# Is a 2009-10 honda civic hybrid a good car



## Ddarlington36 (May 9, 2019)

I'm currently trying to pick a car specifically for ride-sharing but not really sure what CAR'S qualify and which do not. I'm in the kansas city area, in Missouri. Not sure but there's a few cars that i do like, But do they qualify?

09-10 Honda civic hybrid
09-10 Toyota Corolla
09-10 Toyota Camry
09 Toyota Matrix

I will keep it short trying to get a car that will be reliable and easy to maintain and not cost a fortune to repair.


----------



## Seattle_my_beloved (Jan 12, 2019)

A Toyota Corolla is the way to go. Take my words, I beat the crap out of a Toyota Corola myself, and it was performing like a champ, and then I sold it in great condition. It has awesome resale value. A Toyota Corolla is like a tank. It never dies a natural death, it only gets totalled :biggrin:


----------



## PTB (Feb 3, 2015)

09-10 Honda civic Hybrid
15yr/150k extended warranty on Fuel Tank Leak
IMA battery -call Honda Dealer and have them type in the VIN to verify extended warranty coverage DATES on IMA battery

http://owners.honda.com/Documentum/Warranty/Partslist/APL44260.pdfhttps://www.greencarreports.com/new...ties-on-2006-11-civic-hybrids-due-to-gas-leak


----------



## 911 Guy (Feb 8, 2018)

Are there vehicle age requirements in your area for the airport?


----------



## Ddarlington36 (May 9, 2019)

911 Guy said:


> Are there vehicle age requirements in your area for the airport?

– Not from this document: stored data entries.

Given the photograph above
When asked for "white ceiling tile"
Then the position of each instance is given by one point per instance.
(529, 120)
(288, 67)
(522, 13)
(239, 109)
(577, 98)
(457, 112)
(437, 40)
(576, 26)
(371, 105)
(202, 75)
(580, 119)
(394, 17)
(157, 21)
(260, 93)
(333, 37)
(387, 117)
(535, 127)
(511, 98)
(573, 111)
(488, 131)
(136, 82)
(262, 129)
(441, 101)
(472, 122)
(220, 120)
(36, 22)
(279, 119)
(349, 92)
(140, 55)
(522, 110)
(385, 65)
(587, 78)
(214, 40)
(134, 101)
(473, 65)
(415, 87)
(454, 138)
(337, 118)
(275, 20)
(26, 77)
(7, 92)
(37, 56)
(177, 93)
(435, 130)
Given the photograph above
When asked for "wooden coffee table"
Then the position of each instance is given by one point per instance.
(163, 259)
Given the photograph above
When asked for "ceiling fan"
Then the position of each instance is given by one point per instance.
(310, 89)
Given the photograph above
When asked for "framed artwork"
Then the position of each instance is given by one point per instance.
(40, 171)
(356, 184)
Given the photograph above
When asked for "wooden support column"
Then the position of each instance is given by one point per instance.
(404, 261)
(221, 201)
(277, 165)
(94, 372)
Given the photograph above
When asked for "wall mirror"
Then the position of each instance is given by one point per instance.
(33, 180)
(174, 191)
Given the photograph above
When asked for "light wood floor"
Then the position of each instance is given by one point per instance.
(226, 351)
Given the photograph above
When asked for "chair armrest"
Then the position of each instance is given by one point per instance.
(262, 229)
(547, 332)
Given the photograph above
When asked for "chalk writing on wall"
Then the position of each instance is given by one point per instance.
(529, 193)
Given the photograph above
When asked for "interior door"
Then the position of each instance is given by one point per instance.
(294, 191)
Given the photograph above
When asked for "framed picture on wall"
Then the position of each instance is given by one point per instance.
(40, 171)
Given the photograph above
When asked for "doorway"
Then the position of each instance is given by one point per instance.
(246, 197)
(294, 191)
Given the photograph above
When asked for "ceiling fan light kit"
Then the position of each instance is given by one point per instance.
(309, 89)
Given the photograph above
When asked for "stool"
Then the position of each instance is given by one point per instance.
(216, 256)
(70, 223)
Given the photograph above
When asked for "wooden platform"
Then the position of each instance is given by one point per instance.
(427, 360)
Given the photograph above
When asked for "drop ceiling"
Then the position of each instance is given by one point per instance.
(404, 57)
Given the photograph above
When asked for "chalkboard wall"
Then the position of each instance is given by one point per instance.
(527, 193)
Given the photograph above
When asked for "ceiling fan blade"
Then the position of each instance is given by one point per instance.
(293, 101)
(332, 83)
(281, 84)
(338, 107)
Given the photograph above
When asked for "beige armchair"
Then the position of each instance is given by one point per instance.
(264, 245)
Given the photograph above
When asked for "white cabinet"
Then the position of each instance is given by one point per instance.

That's a good question and i I'll admit i haven't a clue, maybe someone more knowledgeable can shed some light on the specifics as to the requirements of cars allowed for airport pick-ups.


----------



## 911 Guy (Feb 8, 2018)

Found this. https://www.uber.com/drive/kansas-c...i688wf-agfMEQ=&_csid=F8zGOyOh5lEd-60Jaj36_w#_

Looks like you should be good.


----------



## Kewl-driver (Aug 24, 2018)

Seattle_my_beloved said:


> A Toyota Corolla is the way to go. Take my words, I beat the crap out of a Toyota Corola myself, and it was performing like a champ, and then I sold it in great condition. It has awesome resale value. A Toyota Corolla is like a tank. It never dies a natural death, it only gets totalled :biggrin:


That's true that's why many are used as taxi in NYC.


----------



## 1974toyota (Jan 5, 2018)

Ddarlington36 said:


> I'm currently trying to pick a car specifically for ride-sharing but not really sure what CAR'S qualify and which do not. I'm in the kansas city area, in Missouri. Not sure but there's a few cars that i do like, But do they qualify?
> 
> 09-10 Honda civic hybrid
> 09-10 Toyota Corolla
> ...


Honda hybrid? stay away,jmo


----------



## rideshare2870 (Nov 23, 2017)

The Civics of those years may have cracked engine block problems. Toyotas are the way to go for this. With that being said, some of those Toyotas may have issues with burning oil so I would look into that first before buying one. I would buy the one with the highest mileage and grind it out until that car is disposable. If you buy the car cheap enough, what you’ll make will pay for that car a few times over.


----------